I ask Laxman if the rain might be coming into the rooms, which are open. He says if these windows (pointing east) are wet, then yes.   A minute later he goes down to close them and I am not making this up, the wind shifts the intense rain and pounds the glass in front of me.  “Good timing, you think?”

3.      Do you think the spirit of a noble and just man who lived on earth before Christ would return as a deceitful spirit?
6:30pm  The rain continues, four men in their fifties arrive, take rooms three and four, ask for asian toilets, and now settle down in the dining room, ready to order.  Poor Laxman, doesn’t feel like cooking.  Here’s a day when you wish they ordered pizza and then you could order out for it. 
8.18.2012
A Saturday morning that for some reason feels like a weekend in the west: a bright foggy tranquility up and down the mountain, and a pot of tea from Laxman, already cooking at 6:30 for nine tourists who stayed last night.  A chance to continue reading Leon Uris’ ‘Trinity’ before Suraksha wakes up in her red dress and wants to play Uno but Daddy needs her to help with breakfast. 

Ed asked me what my plan was for the day.  I have no plans.  I have no routines other than the natural ones;  sleeping, eating, walking, writing, talking, taking photos, visiting and so forth.
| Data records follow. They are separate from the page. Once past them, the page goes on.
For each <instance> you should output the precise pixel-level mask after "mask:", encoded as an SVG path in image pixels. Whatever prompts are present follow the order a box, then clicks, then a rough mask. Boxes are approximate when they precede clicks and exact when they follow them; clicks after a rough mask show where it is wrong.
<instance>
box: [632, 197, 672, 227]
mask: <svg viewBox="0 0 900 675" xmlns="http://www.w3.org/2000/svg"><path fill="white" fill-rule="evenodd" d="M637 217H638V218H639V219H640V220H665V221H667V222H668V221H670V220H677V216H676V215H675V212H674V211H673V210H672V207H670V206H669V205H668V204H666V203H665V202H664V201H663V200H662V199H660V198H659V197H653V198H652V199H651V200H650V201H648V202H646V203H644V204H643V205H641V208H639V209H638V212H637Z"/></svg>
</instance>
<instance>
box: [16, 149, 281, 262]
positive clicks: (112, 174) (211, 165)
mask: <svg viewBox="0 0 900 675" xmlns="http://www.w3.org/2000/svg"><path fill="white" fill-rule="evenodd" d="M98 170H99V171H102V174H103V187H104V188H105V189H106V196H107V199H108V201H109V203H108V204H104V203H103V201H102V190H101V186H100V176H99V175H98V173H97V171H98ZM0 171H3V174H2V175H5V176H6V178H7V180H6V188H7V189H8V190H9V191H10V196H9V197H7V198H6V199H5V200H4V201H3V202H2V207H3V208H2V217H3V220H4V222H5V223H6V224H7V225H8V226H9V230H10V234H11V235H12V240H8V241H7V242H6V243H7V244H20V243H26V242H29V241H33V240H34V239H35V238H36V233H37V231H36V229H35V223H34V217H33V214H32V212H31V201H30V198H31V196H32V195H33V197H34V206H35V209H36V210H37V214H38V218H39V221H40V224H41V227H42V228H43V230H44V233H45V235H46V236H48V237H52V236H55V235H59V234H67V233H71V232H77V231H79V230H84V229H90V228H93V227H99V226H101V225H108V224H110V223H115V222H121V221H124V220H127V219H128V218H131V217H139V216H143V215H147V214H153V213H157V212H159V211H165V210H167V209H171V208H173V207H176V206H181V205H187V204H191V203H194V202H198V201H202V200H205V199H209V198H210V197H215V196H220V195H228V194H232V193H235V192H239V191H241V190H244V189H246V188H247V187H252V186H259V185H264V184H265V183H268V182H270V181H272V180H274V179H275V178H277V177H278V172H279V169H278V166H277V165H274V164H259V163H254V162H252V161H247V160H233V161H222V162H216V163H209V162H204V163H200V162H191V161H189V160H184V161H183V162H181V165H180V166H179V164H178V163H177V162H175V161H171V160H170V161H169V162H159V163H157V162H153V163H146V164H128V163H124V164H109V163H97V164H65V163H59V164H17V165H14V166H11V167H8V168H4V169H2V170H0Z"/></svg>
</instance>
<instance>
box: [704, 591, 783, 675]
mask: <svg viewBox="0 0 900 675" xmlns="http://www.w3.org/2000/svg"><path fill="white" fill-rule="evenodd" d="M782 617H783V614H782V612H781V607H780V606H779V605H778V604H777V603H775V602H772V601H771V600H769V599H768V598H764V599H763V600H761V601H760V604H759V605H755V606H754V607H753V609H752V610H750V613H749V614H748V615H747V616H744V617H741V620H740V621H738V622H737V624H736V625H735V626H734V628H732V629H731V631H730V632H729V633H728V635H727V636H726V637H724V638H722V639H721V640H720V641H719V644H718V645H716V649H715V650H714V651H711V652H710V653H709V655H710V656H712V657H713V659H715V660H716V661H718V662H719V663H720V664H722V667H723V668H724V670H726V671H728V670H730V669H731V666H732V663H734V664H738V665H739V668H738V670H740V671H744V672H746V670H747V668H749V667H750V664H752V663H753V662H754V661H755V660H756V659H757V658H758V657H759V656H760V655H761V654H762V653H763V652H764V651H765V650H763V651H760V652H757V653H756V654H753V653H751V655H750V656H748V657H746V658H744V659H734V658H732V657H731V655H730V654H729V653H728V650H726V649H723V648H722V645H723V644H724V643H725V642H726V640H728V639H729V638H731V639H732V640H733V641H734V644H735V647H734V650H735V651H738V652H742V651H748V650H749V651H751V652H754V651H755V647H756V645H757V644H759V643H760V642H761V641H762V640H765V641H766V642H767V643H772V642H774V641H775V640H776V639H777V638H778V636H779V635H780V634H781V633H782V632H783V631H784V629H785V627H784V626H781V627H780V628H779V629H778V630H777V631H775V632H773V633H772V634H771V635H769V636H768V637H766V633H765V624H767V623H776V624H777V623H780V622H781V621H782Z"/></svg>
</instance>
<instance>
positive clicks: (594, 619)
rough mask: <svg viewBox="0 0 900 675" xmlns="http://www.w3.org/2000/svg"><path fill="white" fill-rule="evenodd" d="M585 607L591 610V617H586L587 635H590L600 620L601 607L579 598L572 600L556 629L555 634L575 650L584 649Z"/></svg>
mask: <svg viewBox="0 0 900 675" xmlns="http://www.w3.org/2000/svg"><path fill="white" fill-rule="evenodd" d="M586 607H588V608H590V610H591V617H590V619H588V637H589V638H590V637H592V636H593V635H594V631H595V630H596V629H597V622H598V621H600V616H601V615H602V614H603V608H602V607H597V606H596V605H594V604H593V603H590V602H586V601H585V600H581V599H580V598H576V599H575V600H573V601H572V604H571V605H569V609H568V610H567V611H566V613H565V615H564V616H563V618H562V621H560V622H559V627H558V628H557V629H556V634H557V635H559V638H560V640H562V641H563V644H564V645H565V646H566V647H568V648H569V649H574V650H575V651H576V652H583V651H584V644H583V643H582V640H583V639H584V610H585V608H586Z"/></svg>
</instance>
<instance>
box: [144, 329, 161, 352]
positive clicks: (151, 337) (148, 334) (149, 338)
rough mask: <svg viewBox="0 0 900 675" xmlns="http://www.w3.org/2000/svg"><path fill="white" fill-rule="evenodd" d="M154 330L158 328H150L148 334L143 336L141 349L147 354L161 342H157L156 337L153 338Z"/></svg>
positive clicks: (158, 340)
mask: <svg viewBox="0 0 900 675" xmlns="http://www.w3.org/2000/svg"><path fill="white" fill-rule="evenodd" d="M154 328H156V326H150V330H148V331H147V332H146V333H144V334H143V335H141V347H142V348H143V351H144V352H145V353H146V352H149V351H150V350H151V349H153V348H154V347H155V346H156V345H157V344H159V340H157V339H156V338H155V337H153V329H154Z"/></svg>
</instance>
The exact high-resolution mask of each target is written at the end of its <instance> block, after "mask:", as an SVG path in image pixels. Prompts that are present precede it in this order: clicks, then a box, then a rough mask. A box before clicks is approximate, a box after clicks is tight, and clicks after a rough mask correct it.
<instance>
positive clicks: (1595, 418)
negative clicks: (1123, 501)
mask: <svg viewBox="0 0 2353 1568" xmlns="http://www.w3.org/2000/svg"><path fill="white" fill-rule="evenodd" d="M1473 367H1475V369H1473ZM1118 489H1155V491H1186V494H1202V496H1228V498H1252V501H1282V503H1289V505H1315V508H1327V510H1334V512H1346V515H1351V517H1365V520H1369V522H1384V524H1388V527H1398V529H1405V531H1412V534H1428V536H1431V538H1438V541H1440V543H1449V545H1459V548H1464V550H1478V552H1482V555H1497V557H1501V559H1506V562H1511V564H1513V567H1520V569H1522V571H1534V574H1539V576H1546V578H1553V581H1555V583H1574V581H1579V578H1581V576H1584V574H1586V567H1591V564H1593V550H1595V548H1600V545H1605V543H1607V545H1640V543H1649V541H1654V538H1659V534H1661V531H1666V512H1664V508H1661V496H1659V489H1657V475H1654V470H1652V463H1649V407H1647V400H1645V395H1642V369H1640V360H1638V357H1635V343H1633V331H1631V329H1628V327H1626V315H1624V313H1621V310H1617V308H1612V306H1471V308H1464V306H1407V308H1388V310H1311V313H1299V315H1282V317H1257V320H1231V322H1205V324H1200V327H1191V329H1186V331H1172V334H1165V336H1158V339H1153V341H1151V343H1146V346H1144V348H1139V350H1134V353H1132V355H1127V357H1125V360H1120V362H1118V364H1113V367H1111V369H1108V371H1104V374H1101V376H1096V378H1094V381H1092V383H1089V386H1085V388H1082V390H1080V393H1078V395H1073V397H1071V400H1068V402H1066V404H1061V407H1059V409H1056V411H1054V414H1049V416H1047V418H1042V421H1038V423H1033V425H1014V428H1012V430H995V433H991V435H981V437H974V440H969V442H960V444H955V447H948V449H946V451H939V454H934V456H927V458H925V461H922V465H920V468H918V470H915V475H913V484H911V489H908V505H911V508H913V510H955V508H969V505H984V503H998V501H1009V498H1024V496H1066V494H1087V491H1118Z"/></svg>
And of course doing whatever is asked me around the lodge.   I carry no watch or mobile here unless I walk down to Pokhara.  A great burden is removed when it doesn’t matter what time it is. 

Suraksha’s cousin Suson walks in.  I gave him a pair of these finger shakers because he knows how to boogie to any kind of music.  A few hours later he and Suraksha got the cement chalk and made some remarkable work. 






And for the rest of the day I played hide and seek, cards, the swing, and didn’t do any writing.  I wonder if that is what a Saturday is like here.